Discussion:
[zeromq-dev] REQ / REP and inproc sockets
gonzalo diethelm
2010-08-25 16:11:46 UTC
Permalink
If this is a known issue, I apologize for not paying attention.

I am developing a small client/server app in Java and 0MQ. The client
does the following:

* On the main thread:
+ Create a REQ socket bound to inproc://r
+ Add that socket to a Poller.
+ Spawn a new thread.

* On the new thread:
+ Create a REP socket connected to inproc://r and a REQ socket connected
to tcp://127.0.0.1:5555, where my server has a REP socket bound.
+ Loop: read from inproc://r and write to tcp; read from tcp and write
to inproc://r. Notice the new thread does not poll, it simply issues
blocking recv and send calls.

* Back on the main thread:
+ Send one request down inproc://r.
+ Poll for incoming messages (only on inproc://r).
+ The expectation is that the main thread will wake up from the poll and
will be able to process the response it got from the remote server.

This whole thing works, but NOT most of the time. Sometimes the new
thread writes the reply on inproc://r but the main thread never wakes up
from the poll. Or, the main thread writes the message on inproc://r but
the new thread never receives it. The only common factor between the two
errors is the use of an inproc socket between the two threads. I have
taken care to create each socket within its proper thread.
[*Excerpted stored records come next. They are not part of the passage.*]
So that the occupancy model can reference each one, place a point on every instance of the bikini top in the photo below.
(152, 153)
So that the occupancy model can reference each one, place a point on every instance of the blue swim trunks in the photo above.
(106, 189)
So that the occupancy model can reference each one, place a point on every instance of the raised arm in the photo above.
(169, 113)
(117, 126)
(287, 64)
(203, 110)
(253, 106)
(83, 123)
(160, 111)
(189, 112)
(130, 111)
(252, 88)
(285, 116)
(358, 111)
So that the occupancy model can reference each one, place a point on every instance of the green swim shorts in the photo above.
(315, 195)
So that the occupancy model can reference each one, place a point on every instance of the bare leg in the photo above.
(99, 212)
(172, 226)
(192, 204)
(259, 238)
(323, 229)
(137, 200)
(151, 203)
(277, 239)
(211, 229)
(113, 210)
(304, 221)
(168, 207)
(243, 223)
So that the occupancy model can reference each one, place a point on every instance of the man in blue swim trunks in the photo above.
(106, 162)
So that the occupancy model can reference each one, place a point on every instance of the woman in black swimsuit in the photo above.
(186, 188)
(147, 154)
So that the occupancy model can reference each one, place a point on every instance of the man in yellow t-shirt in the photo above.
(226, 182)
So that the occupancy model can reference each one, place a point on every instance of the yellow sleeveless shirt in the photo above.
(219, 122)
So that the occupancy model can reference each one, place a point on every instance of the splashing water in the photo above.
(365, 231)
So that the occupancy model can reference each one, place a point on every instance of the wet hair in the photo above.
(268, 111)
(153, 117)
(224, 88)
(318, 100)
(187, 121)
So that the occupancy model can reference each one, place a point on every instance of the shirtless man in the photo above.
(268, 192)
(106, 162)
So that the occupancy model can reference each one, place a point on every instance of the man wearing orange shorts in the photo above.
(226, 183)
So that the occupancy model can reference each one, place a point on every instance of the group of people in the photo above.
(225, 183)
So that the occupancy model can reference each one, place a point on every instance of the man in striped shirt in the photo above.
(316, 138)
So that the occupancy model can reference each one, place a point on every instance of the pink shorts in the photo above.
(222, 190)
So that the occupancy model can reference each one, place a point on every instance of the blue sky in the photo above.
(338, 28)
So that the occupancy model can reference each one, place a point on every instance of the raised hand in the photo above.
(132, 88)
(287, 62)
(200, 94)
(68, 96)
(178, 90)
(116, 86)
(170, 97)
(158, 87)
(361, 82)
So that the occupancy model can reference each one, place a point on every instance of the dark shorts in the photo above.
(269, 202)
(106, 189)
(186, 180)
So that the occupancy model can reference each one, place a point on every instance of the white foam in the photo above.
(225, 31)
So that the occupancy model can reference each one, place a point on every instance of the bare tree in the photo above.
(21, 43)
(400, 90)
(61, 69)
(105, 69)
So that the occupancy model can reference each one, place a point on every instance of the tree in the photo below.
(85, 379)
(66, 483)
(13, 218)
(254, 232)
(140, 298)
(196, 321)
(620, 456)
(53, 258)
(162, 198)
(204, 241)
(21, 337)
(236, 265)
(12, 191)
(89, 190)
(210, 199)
The fact that it DOES work sometimes is the most tantalizing. I thought
I would run this design by the list to check for any more-than-usual
stupidity on my part, before I dive into the debugging process. Could
this be related to the use of REQ/REP sockets and their strict ordering
semantics?

Thanks for any hints and best regards.
--
Gonzalo Diethelm
gonzalo diethelm
2010-08-25 20:58:49 UTC
Permalink
Post by gonzalo diethelm
This whole thing works, but NOT most of the time. Sometimes the new
thread writes the reply on inproc://r but the main thread never wakes up
from the poll. Or, the main thread writes the message on inproc://r but
the new thread never receives it. The only common factor between the two
errors is the use of an inproc socket between the two threads. I have
taken care to create each socket within its proper thread.
The fact that it DOES work sometimes is the most tantalizing. I thought
I would run this design by the list to check for any more-than-usual
stupidity on my part, before I dive into the debugging process. Could
this be related to the use of REQ/REP sockets and their strict
ordering
Post by gonzalo diethelm
semantics?
I replaced the inproc sockets with plain tcp sockets. I still see the
same problem; it works sometimes but, even it fails as described above,
even more often than with inproc sockets. So, it is not inproc sockets
at the root of the problem. Could it be the REQ/REP sockets?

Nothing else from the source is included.